I think I can answer this question, because of an experience I had as a child, one that is not very uncommon but which in several ways determined how my life would be.
When I was in the fifth grade, all of us were given a series of little tests that involved, I think, pattern-matching, grammar, a little math, etc. I don't recall knowing what it was about, but the result was that months later my parents received a letter saying that I would be allowed to go to another school over an hour away, where I would be taught "Humanities," along with about a hundred other students from all over the county we lived in, who had been identified by the tests as specially gifted. This school operated something called a "magnet" program, which meant that children like me (i.e., almost without exception, white or Asian, bookish, and with wealthy and/or educated parents) were bused from all around to do relatively more rigorous schooling in what would otherwise have been an "underperforming" and therefore underfunded school.

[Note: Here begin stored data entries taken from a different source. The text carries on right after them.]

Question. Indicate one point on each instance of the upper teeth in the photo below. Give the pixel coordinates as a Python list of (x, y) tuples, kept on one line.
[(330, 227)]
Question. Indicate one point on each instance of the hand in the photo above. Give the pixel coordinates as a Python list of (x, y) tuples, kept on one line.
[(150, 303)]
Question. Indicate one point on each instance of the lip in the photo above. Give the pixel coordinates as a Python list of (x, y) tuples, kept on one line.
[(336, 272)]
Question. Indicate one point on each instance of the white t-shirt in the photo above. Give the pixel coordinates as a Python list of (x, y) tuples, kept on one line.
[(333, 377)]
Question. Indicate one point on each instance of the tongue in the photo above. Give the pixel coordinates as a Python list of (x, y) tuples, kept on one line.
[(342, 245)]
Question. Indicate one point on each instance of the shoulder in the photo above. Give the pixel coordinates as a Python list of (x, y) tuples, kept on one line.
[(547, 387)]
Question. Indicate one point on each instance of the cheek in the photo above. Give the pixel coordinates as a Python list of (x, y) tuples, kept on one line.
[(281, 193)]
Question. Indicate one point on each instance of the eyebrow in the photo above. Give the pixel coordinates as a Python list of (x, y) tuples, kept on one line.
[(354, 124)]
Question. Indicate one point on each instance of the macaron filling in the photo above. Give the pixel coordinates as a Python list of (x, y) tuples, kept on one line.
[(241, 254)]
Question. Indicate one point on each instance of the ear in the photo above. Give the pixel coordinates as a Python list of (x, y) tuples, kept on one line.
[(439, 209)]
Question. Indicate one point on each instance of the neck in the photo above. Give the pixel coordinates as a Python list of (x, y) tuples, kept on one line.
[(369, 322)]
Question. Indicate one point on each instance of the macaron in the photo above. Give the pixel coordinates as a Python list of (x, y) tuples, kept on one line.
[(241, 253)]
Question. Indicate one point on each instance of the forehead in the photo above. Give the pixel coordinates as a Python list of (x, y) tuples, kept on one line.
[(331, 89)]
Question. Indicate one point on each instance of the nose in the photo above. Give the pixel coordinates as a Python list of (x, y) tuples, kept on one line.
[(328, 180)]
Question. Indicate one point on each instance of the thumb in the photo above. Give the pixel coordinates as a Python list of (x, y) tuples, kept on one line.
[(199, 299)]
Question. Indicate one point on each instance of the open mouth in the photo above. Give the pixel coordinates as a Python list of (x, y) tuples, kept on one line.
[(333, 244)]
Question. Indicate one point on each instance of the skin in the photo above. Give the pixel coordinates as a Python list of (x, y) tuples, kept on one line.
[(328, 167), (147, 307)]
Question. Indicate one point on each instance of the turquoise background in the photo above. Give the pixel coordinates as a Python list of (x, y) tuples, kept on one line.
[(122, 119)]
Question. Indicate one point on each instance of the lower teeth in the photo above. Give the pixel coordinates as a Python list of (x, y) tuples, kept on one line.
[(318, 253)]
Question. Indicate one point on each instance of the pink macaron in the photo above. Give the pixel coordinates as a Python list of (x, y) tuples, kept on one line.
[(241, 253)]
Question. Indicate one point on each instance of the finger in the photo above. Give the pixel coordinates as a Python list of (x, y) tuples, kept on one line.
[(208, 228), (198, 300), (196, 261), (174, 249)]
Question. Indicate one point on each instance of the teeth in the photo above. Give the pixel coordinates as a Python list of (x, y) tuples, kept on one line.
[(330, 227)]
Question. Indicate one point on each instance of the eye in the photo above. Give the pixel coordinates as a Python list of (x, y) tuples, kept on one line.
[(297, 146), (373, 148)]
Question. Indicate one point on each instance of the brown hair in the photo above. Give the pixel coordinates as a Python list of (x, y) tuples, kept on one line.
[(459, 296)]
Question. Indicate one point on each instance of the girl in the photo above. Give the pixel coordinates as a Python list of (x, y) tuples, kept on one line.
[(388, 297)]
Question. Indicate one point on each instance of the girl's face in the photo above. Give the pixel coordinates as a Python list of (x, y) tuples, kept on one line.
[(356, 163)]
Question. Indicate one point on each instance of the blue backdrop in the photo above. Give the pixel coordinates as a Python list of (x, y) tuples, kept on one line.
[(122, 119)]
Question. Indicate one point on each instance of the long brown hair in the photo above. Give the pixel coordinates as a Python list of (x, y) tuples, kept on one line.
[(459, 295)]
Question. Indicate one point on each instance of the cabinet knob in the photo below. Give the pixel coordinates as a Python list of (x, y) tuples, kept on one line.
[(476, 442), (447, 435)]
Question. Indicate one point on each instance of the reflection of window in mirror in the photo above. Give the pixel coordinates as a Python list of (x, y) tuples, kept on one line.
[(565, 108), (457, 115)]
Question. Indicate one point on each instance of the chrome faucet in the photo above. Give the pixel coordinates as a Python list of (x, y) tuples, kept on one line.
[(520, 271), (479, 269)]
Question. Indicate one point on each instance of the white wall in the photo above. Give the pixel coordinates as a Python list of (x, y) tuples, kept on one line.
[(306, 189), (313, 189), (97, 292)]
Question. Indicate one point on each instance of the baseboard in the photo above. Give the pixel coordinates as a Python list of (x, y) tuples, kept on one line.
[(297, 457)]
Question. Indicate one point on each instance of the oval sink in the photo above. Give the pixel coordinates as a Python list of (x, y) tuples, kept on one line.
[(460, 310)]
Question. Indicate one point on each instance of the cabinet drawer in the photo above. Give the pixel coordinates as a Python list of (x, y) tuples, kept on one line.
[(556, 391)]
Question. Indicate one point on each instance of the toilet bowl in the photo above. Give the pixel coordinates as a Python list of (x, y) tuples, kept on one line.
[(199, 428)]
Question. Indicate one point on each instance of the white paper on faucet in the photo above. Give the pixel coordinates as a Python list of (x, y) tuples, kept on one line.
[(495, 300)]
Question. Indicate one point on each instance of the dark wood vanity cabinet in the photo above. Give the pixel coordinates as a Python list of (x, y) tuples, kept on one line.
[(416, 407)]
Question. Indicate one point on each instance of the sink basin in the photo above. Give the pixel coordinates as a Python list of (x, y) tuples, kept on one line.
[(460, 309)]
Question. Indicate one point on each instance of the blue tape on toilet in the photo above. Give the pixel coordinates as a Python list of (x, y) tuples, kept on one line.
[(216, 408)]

That school was in a much poorer district than the one I grew up in and, as I would discover, the children who were actually from that district had very different notions of what school was for, and very different expectations as to how their lives would go. They all took their classes with beleaguered teachers of their own race, who were constantly yelling at them. Buzzers by the doors of their classrooms allowed these teachers to call security on their own students and have them removed from the classroom. I remember distinctly the sound of those buzzers, because they were constantly being pressed. Posters hung on the walls of these classrooms that made promises like, No Student Will Fail My Class, something I had never even considered before. There were metal detectors in the building, which it took me some time to realize were not intended against me at all. There were also police, with guns, I remember, who payed me no attention but were constantly on the alert for these children, who my new friends obliquely called "non-magnets."

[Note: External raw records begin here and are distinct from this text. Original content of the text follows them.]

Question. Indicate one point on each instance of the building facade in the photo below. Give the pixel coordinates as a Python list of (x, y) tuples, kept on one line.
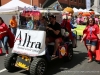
[(42, 3)]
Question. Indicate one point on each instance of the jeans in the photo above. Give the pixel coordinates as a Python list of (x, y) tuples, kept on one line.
[(13, 30), (5, 41)]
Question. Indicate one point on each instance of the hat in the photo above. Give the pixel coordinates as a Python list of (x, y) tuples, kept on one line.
[(53, 16)]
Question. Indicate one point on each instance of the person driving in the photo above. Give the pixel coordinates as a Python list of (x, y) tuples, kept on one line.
[(54, 31)]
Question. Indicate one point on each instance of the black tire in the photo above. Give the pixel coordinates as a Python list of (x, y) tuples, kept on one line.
[(37, 66), (9, 62), (69, 57)]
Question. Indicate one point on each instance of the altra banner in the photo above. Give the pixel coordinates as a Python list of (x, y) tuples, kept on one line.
[(29, 42)]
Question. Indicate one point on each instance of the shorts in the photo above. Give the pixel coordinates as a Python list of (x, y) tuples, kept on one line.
[(93, 43), (51, 39)]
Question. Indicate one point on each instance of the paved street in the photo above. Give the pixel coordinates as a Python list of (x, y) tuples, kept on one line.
[(78, 66)]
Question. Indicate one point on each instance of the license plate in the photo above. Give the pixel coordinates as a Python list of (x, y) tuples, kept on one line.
[(23, 62)]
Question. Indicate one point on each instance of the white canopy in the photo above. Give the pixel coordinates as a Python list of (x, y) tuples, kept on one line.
[(13, 5)]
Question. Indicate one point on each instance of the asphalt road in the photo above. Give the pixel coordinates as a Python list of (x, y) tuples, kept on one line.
[(78, 66)]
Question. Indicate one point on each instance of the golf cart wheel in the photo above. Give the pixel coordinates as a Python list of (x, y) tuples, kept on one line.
[(69, 56), (38, 67), (10, 61)]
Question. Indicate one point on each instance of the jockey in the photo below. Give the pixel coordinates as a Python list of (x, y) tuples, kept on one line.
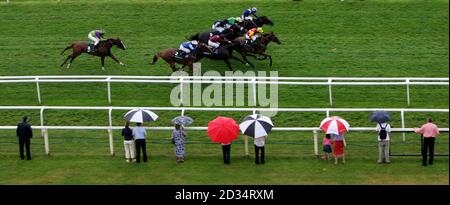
[(252, 35), (214, 41), (219, 26), (96, 36), (248, 12), (189, 47)]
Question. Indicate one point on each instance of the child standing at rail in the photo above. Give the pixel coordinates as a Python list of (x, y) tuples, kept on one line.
[(338, 148), (327, 147)]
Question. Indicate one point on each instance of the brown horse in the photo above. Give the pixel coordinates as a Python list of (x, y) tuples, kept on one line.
[(169, 56), (259, 48), (103, 50)]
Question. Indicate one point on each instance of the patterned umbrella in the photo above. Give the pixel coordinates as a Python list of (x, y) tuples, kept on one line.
[(140, 115), (256, 126), (223, 130), (334, 125), (182, 120)]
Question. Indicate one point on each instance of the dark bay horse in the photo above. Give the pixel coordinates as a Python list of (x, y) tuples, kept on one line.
[(257, 22), (103, 50), (259, 48), (169, 56), (225, 52)]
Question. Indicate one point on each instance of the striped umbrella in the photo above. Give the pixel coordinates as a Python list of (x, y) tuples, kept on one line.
[(334, 125), (256, 126), (140, 115)]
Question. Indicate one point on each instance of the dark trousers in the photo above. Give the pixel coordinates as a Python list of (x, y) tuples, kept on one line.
[(428, 146), (140, 143), (257, 158), (24, 142), (226, 149)]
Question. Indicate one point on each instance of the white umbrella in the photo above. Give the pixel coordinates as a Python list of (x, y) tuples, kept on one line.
[(140, 115), (256, 126)]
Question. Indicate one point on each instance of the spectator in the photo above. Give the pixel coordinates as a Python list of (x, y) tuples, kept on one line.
[(128, 143), (327, 147), (226, 149), (384, 133), (338, 148), (139, 134), (259, 147), (429, 131), (25, 133), (179, 137)]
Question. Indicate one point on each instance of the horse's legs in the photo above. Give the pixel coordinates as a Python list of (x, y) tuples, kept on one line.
[(69, 56), (103, 62), (115, 59)]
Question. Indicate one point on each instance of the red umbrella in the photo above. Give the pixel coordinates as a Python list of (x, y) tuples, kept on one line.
[(334, 125), (223, 130)]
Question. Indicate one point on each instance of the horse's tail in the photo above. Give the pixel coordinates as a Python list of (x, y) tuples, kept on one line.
[(155, 58), (67, 48), (194, 37)]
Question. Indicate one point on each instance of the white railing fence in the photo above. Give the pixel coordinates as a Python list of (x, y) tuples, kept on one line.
[(44, 129), (320, 81)]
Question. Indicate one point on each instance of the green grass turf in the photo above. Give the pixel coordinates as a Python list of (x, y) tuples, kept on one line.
[(319, 38)]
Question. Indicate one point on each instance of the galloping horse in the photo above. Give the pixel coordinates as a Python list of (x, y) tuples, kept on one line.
[(257, 22), (259, 48), (169, 56), (103, 50)]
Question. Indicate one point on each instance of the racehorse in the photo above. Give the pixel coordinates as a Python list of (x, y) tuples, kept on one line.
[(103, 50), (259, 48), (225, 52), (257, 22), (169, 56), (229, 34)]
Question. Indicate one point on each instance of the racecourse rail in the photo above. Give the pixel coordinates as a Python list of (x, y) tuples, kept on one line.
[(44, 129), (251, 80)]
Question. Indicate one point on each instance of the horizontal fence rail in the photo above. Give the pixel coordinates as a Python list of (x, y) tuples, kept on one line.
[(44, 129), (251, 80)]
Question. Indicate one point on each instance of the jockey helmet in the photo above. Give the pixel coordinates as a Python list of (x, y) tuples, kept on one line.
[(231, 20)]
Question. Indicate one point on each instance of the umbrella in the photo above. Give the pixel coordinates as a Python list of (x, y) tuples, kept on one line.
[(334, 125), (140, 115), (380, 116), (182, 120), (223, 130), (256, 126)]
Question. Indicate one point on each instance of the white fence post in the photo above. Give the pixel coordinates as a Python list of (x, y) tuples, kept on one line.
[(402, 116), (316, 144), (108, 80), (330, 92), (407, 92), (110, 133), (46, 144), (38, 90)]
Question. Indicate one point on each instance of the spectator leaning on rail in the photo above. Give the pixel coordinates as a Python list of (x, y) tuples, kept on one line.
[(128, 143), (25, 133), (429, 131), (139, 134), (384, 134)]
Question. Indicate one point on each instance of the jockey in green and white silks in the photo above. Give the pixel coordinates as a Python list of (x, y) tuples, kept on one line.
[(96, 36)]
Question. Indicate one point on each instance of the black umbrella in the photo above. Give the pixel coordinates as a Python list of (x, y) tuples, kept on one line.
[(380, 116)]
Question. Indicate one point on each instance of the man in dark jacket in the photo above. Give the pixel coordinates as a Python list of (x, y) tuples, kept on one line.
[(24, 133)]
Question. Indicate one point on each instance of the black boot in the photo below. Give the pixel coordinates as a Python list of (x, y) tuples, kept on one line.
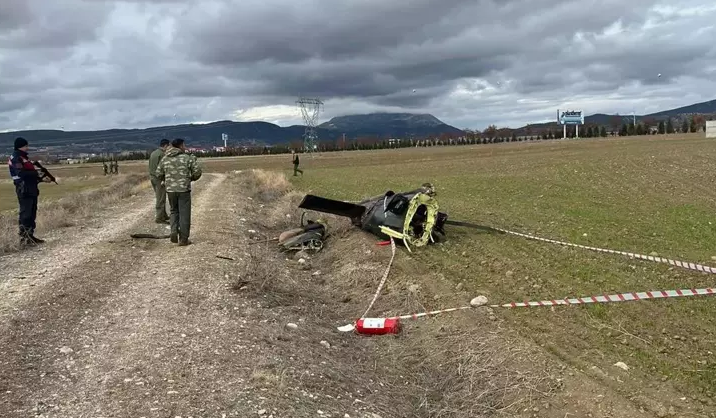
[(36, 240), (26, 241)]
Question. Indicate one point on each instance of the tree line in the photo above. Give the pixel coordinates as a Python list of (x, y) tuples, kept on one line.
[(490, 135)]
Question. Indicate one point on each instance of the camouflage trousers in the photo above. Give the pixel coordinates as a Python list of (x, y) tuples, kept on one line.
[(160, 196), (180, 215)]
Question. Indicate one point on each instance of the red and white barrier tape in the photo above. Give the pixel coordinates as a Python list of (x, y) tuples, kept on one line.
[(677, 263), (618, 297)]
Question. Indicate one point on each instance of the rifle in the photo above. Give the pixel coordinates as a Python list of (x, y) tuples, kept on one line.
[(45, 172)]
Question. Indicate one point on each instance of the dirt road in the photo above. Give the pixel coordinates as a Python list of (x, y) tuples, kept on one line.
[(96, 324)]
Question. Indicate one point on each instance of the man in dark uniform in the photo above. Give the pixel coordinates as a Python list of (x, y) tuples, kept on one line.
[(295, 163), (26, 179)]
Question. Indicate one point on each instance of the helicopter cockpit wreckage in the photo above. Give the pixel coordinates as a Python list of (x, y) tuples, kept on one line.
[(412, 218)]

The point of this is to say that in the classes I was taking, everyone, including me, was a model of docility. I very often took painstaking and obsessive care with my homework, only to forget it on the kitchen table. On such occasions I would actually weep - and this was not at all unusual. This was because we were all being prepared for a specific kind of destiny that included elite schooling and then some position of responsibility and authority in capitalist white society. There was not one of us who had not already decided to submit completely to the kind of discipline that requires.
Somewhere in the Genealogy of Morals, I think, Nietzsche makes this argument that the more rich and powerful a state becomes, the more it can afford to be lenient, instead of cruel. I find it completely possible to imagine that as the planetary control of capital expands and deepens, very many more of us will have lives somewhat like the docile one I have led. That is, many more people, maybe everyone, will learn to police themselves well enough that no violence has to be used against us. There are, you know, countries where the police still do not carry firearms. In Japan I read that the police will sometimes address drunken disturbances by surrounding and cocooning the perpetrator in soft mattresses.
Can the state exist without physical violence? I am not sure. Certainly I don't think it ever has. But I know that for me, and for many others, it might as well. I also know that, far from making its presence acceptable to me, this fact is a pretty weighty and annoying psychic burden.